Managing the Gremlin Agent
The Gremlin Agent is an executable binary installed on a host operating system, container runtime, or Kubernetes cluster. It maintains a heartbeat connection to the Gremlin Control Plane to let Gremlin know that the host is active and able to receive orders, such as initiating a reliability test or injecting fault. The agent only requires an outbound network connection to the Gremlin Control Plane, letting you run it behind a firewall without opening inbound ports. All traffic is encrypted.
When an agent is installed and authenticated, it appears as "Active" in the Agents list. It also identifies any targets for fault injection, such as hosts or containers.
You can only run attacks on "active" Gremlin Agents. An Agent goes into an "idle" state if the Gremlin Control Plane detects no activity for at least 5 minutes. You cannot run or schedule attacks on idle Agents. If Gremlin does not hear from these idle Agents for a period of 24 hours, the Agents are removed from the list. However, if an Agent starts communicating with Gremlin again while still within the 24 hour idle window, the Agent is reactivated and returned to the "active" state.

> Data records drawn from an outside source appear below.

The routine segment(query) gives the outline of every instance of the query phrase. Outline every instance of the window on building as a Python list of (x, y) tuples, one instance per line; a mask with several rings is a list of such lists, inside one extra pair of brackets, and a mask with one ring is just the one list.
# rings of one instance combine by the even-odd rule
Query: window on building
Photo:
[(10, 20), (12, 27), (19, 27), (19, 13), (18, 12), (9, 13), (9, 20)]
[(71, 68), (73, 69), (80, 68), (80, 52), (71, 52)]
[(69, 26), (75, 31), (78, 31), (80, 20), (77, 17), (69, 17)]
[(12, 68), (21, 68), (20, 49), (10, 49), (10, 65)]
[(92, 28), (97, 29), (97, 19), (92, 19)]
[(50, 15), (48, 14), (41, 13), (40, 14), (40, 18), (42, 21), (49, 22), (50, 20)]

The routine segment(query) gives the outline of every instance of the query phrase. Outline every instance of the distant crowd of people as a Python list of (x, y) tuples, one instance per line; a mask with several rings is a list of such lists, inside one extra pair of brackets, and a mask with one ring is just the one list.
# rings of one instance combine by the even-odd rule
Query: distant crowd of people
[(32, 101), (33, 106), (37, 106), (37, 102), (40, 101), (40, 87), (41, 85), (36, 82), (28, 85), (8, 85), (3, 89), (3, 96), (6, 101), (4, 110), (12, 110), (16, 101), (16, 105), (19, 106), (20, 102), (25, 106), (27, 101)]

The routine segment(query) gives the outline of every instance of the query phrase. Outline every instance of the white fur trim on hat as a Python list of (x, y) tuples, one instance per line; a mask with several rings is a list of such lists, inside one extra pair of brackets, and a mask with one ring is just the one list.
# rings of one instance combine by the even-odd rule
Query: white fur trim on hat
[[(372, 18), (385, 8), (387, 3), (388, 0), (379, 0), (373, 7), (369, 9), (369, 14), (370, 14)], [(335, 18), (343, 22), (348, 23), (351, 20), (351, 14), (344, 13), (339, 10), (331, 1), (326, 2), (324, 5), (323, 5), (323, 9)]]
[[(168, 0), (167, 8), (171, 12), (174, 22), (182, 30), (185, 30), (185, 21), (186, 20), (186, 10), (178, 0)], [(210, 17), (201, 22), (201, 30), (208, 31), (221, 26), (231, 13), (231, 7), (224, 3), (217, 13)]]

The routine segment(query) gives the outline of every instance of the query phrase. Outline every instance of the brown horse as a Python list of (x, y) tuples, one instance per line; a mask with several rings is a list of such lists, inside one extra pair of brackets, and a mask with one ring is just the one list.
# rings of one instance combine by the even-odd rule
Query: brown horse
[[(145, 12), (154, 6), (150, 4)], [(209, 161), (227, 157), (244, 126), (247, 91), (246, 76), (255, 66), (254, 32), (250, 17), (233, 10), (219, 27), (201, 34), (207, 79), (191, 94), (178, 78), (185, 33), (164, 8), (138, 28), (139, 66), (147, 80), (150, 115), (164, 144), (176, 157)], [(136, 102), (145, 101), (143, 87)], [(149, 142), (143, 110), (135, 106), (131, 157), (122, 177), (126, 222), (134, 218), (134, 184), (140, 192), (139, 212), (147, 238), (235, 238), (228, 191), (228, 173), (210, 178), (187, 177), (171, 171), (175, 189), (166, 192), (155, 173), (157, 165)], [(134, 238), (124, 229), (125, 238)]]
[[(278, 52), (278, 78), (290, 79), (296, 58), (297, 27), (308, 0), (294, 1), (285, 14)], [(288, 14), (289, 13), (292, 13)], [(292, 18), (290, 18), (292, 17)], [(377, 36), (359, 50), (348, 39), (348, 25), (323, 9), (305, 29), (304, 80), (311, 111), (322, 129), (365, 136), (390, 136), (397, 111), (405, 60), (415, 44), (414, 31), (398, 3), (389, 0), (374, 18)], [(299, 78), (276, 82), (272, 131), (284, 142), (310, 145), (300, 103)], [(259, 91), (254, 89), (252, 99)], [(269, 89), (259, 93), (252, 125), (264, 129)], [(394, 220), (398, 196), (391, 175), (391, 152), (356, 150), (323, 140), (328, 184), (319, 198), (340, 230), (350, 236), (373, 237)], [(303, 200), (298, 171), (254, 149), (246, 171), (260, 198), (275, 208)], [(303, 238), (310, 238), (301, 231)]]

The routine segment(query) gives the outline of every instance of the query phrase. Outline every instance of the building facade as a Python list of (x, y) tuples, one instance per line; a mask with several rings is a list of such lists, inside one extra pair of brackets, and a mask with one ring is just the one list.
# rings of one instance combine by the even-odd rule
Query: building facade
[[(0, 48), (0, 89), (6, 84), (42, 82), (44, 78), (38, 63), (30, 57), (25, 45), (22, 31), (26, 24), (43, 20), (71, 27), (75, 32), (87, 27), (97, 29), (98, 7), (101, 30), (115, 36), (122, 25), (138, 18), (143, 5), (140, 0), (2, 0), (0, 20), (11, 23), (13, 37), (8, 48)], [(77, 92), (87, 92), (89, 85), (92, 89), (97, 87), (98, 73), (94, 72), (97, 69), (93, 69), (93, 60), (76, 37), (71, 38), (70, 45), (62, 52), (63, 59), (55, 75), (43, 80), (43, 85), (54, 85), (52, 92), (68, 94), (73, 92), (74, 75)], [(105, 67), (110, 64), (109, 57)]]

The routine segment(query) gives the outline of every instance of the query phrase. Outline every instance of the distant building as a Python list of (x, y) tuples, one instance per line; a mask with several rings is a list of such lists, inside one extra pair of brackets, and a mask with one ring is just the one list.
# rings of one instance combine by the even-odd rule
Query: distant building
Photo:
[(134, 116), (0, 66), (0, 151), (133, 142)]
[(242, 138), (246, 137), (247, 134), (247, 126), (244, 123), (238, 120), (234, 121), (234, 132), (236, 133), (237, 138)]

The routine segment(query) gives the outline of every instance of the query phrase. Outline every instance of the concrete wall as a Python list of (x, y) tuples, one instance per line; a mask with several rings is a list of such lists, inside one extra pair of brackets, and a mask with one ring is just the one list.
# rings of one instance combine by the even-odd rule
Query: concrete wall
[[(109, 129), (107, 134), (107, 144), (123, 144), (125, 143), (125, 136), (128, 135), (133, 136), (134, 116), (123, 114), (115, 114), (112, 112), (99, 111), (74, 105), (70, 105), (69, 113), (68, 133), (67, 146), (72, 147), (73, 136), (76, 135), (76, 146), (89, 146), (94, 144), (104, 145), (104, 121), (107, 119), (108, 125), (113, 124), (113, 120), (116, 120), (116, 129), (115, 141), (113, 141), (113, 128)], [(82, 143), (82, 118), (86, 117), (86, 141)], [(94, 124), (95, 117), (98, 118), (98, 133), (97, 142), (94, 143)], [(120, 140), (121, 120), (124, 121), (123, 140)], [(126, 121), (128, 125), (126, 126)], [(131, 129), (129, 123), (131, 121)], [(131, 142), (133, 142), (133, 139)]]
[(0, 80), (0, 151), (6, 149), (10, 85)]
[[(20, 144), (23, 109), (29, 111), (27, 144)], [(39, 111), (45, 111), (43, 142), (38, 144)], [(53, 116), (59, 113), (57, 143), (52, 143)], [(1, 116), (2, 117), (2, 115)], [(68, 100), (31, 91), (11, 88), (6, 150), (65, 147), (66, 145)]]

Logs can be found under the
/var/log/gremlin directory. Agent logs can be found in the
daemon.log file. Log entries in this file may indicate events where the Gremlin Agent is not able to communicate with the Control Plane.
Each fault injection performed by the Agent is logged under
/var/log/gremlin/executions using its unique attack execution ID. This is useful for troubleshooting attacks that do not complete.
To see how much disk space is being used by logs, run the
du utility on the
1du -sh /var/log/gremlin
The Gremlin Agent uses very little bandwidth in its idle state. In testing over a 5 minute period, the Agent sent a total of 11.3KB and received 24.8KB—an average combined bandwidth of 0.12KB/s.
There is a slight increase in overall bandwidth consumption during attacks. While attacks are being executed, the Agent stays in constant communication with the Control Plane as it checks for the abort condition to be executed. The bandwidth used is not affected by the type of attack being run. In testing over a 5 minute period, the Agent sent a total of 112.3KB and received 114.0KB—an average combined bandwidth of 0.75KB/s.
When Process Collection is enabled, the Gremlin Agent will send additional data and the bandwidth consumed will depend on how many processes are discovered. The information is gzip compressed in order to minimize network consumption. To measure the actual bandwidth consumed by Gremlin for your particular installation, we recommend using a tool such as iptraf or nethogs.